# Solving x'=Ax+g using undetermined coefficients

1. May 8, 2010

### Jamin2112

1. The problem statement, all variables and given/known data

Problem #4 from here: http://www.math.washington.edu/~jtittelf/ExtraCredit.pdf

2. Relevant equations

?

3. The attempt at a solution

There's only one example of using undetermined coefficients in my textbook. I'm not sure where to start. x = t2a + tb + c ?????? That's just a ball park guess, since then x' will have just have constant vectors and vectors multiplied by t, like in the problem.

2. May 8, 2010

### gabbagabbahey

I'd start by finding the eigenvalues and eigenvectors of $$\begin{pmatrix}2 & 2 \\ 1 & 3\end{pmatrix}$$....

3. May 8, 2010

### Jamin2112

Fine. det(AI)=0 ----> (2-ß)*(3-ß)-2*1 = 0 ----> ß2 - 5ß + 4 = 0 ----> (ß-4)(ß-1)=0 ----> ß=4, 1

-----> ß(1) = (1 1)T, B(2)=(-2 1)T

Ah-ha!
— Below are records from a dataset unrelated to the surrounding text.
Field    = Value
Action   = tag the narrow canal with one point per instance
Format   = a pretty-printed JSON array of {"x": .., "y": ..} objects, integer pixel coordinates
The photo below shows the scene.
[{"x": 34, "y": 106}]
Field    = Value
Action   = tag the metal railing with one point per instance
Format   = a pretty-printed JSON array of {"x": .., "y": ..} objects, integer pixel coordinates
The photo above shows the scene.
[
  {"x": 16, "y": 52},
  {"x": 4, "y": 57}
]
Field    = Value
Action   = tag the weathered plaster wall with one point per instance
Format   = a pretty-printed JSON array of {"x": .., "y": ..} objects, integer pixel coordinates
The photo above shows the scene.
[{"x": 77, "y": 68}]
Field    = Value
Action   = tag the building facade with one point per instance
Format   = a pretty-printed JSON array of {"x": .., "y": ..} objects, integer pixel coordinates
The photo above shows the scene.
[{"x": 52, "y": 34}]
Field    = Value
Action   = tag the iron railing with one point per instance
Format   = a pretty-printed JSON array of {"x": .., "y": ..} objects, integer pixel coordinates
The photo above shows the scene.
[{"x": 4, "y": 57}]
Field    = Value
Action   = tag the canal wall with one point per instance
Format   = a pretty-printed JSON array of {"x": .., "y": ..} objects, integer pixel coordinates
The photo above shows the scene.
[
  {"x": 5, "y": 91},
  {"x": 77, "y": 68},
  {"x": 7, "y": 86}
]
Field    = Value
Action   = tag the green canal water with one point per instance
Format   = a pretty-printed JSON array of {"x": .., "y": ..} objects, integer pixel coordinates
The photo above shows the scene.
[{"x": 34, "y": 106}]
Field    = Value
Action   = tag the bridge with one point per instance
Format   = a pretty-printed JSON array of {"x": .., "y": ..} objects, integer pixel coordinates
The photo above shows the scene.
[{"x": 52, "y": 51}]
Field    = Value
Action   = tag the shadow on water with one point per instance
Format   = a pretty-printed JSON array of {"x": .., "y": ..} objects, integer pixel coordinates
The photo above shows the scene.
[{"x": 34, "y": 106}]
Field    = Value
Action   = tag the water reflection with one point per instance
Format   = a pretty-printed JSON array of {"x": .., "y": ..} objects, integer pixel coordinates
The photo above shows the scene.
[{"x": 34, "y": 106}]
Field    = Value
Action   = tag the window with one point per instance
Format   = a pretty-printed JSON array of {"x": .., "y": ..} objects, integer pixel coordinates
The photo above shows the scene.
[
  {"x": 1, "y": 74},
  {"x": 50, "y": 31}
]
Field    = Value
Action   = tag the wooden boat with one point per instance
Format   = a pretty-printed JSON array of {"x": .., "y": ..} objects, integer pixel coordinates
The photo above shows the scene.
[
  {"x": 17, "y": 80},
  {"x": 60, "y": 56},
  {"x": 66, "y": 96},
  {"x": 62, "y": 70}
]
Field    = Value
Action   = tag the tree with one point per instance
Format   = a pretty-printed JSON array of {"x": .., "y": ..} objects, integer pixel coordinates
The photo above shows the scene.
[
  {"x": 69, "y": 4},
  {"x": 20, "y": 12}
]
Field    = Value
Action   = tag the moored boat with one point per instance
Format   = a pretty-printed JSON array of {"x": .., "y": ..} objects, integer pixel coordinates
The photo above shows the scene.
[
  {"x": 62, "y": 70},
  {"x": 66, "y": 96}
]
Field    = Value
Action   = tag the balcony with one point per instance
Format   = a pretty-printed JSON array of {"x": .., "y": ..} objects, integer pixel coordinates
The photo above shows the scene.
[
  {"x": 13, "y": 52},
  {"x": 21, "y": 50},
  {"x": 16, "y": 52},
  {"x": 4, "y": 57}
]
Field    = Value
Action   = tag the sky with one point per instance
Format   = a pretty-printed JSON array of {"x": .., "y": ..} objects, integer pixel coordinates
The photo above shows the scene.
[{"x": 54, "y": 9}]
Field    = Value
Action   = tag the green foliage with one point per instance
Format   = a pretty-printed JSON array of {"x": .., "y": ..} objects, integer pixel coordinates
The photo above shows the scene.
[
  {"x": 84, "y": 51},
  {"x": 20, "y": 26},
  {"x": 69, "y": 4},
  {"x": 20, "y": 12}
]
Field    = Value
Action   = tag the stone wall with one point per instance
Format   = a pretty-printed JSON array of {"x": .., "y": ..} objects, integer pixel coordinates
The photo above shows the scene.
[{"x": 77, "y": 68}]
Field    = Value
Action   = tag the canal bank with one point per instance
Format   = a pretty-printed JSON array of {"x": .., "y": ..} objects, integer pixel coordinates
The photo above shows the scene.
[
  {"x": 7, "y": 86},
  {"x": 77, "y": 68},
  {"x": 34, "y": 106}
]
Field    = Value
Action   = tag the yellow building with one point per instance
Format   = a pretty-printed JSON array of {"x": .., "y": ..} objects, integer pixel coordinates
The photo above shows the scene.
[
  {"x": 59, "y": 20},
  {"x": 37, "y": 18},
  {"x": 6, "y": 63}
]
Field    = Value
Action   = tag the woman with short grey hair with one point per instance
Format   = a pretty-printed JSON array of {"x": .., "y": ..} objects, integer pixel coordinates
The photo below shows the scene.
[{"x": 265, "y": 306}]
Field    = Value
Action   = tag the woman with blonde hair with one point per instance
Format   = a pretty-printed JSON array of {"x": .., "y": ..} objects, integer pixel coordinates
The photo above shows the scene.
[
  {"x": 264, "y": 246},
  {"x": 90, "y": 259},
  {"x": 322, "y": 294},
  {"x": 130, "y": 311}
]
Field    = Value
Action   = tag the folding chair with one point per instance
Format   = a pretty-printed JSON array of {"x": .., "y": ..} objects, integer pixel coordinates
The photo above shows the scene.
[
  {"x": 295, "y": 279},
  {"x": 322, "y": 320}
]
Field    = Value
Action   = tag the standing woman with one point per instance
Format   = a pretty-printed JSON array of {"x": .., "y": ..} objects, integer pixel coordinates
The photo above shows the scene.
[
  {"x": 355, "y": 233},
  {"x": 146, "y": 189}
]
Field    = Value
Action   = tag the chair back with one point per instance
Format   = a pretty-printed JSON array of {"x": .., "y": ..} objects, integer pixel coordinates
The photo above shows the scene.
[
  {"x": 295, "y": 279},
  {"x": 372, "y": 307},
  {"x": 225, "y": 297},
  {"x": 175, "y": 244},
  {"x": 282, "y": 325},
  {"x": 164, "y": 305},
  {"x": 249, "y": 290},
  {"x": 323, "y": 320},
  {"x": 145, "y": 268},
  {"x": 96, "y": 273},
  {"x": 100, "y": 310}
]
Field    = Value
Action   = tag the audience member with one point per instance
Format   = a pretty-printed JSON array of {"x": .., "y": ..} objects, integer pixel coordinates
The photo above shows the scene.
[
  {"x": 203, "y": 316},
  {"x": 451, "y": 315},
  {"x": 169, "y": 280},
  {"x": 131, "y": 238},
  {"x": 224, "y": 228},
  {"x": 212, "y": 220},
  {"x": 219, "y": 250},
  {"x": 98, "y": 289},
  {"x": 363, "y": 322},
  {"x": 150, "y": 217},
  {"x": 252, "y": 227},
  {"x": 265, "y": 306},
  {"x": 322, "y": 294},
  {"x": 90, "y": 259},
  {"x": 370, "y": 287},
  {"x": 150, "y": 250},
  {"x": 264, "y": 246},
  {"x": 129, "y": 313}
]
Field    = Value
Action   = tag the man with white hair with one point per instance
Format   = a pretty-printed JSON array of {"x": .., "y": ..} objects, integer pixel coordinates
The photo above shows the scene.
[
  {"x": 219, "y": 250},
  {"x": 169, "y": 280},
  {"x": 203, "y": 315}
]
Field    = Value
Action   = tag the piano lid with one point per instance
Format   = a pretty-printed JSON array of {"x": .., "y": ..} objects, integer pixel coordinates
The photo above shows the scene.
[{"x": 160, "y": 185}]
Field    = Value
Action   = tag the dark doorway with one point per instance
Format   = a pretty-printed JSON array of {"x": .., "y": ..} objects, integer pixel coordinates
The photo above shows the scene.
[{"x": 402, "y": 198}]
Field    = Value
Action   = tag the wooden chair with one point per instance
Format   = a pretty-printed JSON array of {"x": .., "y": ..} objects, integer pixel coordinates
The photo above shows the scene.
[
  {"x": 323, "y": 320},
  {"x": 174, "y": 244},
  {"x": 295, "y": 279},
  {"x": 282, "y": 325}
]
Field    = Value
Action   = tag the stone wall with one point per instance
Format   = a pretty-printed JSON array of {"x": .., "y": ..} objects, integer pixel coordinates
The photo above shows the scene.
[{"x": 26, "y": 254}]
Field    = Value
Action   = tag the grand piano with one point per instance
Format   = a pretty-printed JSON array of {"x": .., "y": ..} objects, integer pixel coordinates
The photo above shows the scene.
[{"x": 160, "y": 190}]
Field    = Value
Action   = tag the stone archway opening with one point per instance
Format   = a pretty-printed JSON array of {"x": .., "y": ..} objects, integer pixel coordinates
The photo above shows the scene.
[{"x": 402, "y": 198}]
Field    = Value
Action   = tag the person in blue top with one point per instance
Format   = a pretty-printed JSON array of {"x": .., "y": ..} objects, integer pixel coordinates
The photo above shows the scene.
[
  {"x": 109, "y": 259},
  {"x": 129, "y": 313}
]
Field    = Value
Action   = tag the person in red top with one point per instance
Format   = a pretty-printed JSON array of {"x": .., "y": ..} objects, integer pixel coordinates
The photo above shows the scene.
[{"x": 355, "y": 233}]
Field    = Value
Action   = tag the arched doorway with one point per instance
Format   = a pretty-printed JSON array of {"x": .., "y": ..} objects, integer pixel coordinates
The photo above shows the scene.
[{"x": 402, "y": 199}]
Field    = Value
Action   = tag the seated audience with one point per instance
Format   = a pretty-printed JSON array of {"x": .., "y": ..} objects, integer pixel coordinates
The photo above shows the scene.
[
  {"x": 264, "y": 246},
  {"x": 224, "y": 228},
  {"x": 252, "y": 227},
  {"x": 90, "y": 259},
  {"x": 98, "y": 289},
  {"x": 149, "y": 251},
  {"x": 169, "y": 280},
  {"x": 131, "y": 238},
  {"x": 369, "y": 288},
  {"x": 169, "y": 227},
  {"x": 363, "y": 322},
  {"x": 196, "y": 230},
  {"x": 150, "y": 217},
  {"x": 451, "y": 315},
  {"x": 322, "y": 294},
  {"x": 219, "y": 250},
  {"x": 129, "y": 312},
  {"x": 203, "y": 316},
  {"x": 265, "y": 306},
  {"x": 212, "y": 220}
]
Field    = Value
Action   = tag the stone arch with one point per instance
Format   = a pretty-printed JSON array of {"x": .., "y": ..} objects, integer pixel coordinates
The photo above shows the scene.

So I know part of the solution is e4t(1 1)T + et(-2 1)T.

Maybe I assume the full solution is e4t(1 1)T + et(-2 1)T + at2 + bt + c????

4. May 8, 2010

### gabbagabbahey

You don't get the zero vector for your first eigenvector...show your calculations for that part

5. May 8, 2010

(see edit)

6. May 8, 2010

### gabbagabbahey

Close...I think you want to assume the solution is of the form

$$\textbf{x}(t)=c_1e^{4t}\begin{pmatrix} 1 \\ 1\end{pmatrix}+c_2e^{t}\begin{pmatrix} -2 \\ 1\end{pmatrix}+\textbf{a}t+\textbf{b}$$

The $c_1$ and $c_2$ are needed since any linear combination of your two independent homogeneous solutions will also be a solution to the homogeneous equation. And I don't think you need a $t^2$ term for your particular solution.

7. May 8, 2010

### Jamin2112

If you just have at + b then you'll just have a when you take the derivative. Ultimately I'm trying up an x whose derivative looks something like it does in the problem. Right? (t t)T = t(1 1)T.

8. May 8, 2010

### gabbagabbahey

Right, but $$\begin{pmatrix}2 & 2 \\ 1 & 3\end{pmatrix}\textbf{x}(t)$$ will also have a $t$ in it which should cancel the at for an appropriate choice of a.

9. May 8, 2010

### Jamin2112

a and b have constant entries, right?

10. May 8, 2010

### gabbagabbahey

They'd better!

11. May 8, 2010

### gabbagabbahey

Keep in mind, that if you get an equation like Ma=-a for some matrix M, either -1 is one of its eigenvalues or a=0

12. May 8, 2010

### Jamin2112

Thanks, buddy. One more quick question!

On problem 3, I have a 3x3 matrix eigenvalues -2,-1 and corresponding eigenvectors (1 0 0)T and (0 1 0)T. Now, I know what with a 2x2 matrix, if I have only one eigenvector, giving me a solution x=eat$, then I guess a second solution x=teat$ + eat#. With a 3x3 matrix, do I try that with each of my two eigenvectors? Doing so seems to give me a solution for one but not the other.

13. May 8, 2010

### gabbagabbahey

The easiest way to solve problem 3 is to not do it in matrix form...just let $$\textbf{x}(t)=\begin{pmatrix}x_1(t) \\ x_2(t) \\ x_3(t) \end{pmatrix}$$ and solve the 3 DEs you get.